NEDEN UZAYLILARLA KARŞILAŞMADIĞIMIZI AÇIKLAYAN 17 HİPOTEZ
Barış ÖZCAN anlatımıyla...
Herkes nerede?
1950’de
Los Alamos Laboratuvarı’nda çalışan fizikçi Enrico Fermi sordu bu soruyu. Çok basit bir soru gibi
görünebilir. Ama hikayesini dinleyince hiç de basit olmayan ve hala cevabı
verilemeyen bir soru olduğunu anlayacaksınız.
Big
Bang Theory dizisini izleyenler genç bilim insanlarının kafeteryada yaptıkları
“geyik muhabbetleri”ni iyi bilirler. İşte buna benzer şekilde Fermi ve
arkadaşları da sıcak bir yaz günü öğle yemeği yedikleri masanın etrafında bir
karikatür hakkında konuşuyorlardı. Çünkü o günlerde uçan daire gördüğünü iddia
eden insanların sayısında artış vardı ve alakasız gibi gözükse de New York’taki
çöp kutuları ortadan kayboluyordu. İşte bu karikatür kaybolan çöp kutularını
yağmacı uzaylıların çaldığını gösteriyordu.

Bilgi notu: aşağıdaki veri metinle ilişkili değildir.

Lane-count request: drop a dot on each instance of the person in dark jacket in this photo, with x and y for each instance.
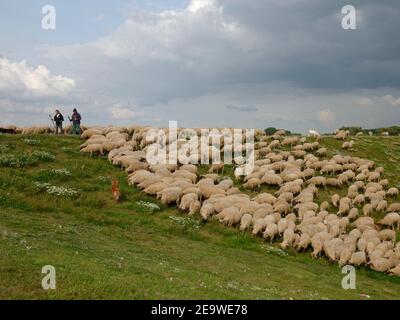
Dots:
(76, 122)
(58, 119)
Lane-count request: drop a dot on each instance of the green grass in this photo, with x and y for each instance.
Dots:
(105, 250)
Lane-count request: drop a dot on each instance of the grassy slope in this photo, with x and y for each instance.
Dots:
(106, 250)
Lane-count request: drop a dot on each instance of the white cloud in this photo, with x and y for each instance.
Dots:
(196, 5)
(123, 113)
(363, 101)
(391, 100)
(326, 116)
(17, 78)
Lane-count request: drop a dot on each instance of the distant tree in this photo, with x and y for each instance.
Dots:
(353, 130)
(270, 131)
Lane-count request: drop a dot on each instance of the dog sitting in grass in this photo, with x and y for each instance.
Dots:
(115, 190)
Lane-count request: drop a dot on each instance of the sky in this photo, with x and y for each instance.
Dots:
(204, 63)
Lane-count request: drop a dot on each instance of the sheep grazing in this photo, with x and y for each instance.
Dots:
(393, 192)
(252, 183)
(217, 168)
(335, 200)
(245, 222)
(348, 144)
(270, 231)
(170, 195)
(358, 258)
(186, 201)
(349, 236)
(390, 220)
(93, 149)
(394, 207)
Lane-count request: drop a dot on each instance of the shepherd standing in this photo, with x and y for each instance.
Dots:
(58, 119)
(76, 122)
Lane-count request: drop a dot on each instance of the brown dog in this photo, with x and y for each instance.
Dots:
(115, 190)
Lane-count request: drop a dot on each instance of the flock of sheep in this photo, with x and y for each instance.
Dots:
(342, 228)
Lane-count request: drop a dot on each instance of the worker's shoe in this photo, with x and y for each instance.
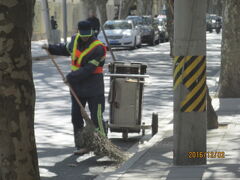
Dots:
(81, 151)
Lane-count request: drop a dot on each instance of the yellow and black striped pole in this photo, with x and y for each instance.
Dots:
(189, 81)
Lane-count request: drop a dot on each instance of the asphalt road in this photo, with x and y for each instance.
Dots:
(52, 116)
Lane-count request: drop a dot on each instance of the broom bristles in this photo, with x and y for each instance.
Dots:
(100, 145)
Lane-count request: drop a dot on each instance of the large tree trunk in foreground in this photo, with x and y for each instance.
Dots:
(230, 66)
(18, 156)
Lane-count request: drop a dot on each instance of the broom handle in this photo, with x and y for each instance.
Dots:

Turhan Selçuk’un da dediği gibi karikatürün güçlü bir sanat
olmasının nedenleri var ve sadece bu olay bile bize neden güçlü olduğunu
gösteriyor. Çünkü bu bilim insanları konuya güldükten hemen sonra gerçek olup
olamama ihtimali hakkında konuşmaya başladılar. Gerçekten de uzaylılar var mı? Daha
da önemlisi bunlar yeryüzünü ziyaret edebilecek kadar gelişmiş bir teknolojiye
sahip mi?
Şimdi
ben size bir ara soru sorayım. Dünyadaki kum taneleri mi yoksa uzaydaki
yıldızlar mı daha fazla sayıdadır? Hawaii Üniversitesi’nden bir grup
araştırmacı bu sorunun cevabını merak etmişler ve yaklaşık olarak
hesaplamışlar. Yeryüzündeki tüm plajlar, çöller ve kumun olabildiği her yerin
toplam alanından yola çıkarak 1018 civarında kum tanesi olduğunu
bulmuşlar. Bu 1’in yanında 18 sıfır demek. Peki yıldız sayısı? Gözlemlenebilir
evrende 1022 ila 1024 kadar yıldız olduğu tahmin ediliyor. Bu 1’in
yanında çok daha fazla sayıda sıfır demek. Yani bir dahaki sefere plajda
kumlarla oynarken şunu düşünün, ayağınızın altındaki her bir kum tanesine
karşılık uzayda en az 10000 tane yıldız var. Bakın yıldız diyorum, gezegen
değil!
Bunların
içinden çok küçücük de olsa bir kısmında bizim güneşimize benzeyen yıldızlar
olsa, bizim güneşimize benzer bu yıldızların çok küçücük de olsa bir kısmının
etrafında dünyamıza benzer yaşama elverişli gezegen olsa, bu gezegenlerin çok
küçücük de olsa bir kısmında yaşam olsa ve üzerinde yaşam olan bu gezegenlerin
çok küçücük bir kısmında zeka sahibi canlılar olsa evrende milyonlarca uygarlık
var demektir.
Bu konuda hesaplamalar yapmak üzere geliştirilmiş bir denklem de
var: Drake denklemi.
Bu
mantıkla düşünmeye devam ettiğimizde tüm evrende değil sadece içinde yer
aldığımız galakside bile 100.000 civarında komşu uygarlık olması gerekir.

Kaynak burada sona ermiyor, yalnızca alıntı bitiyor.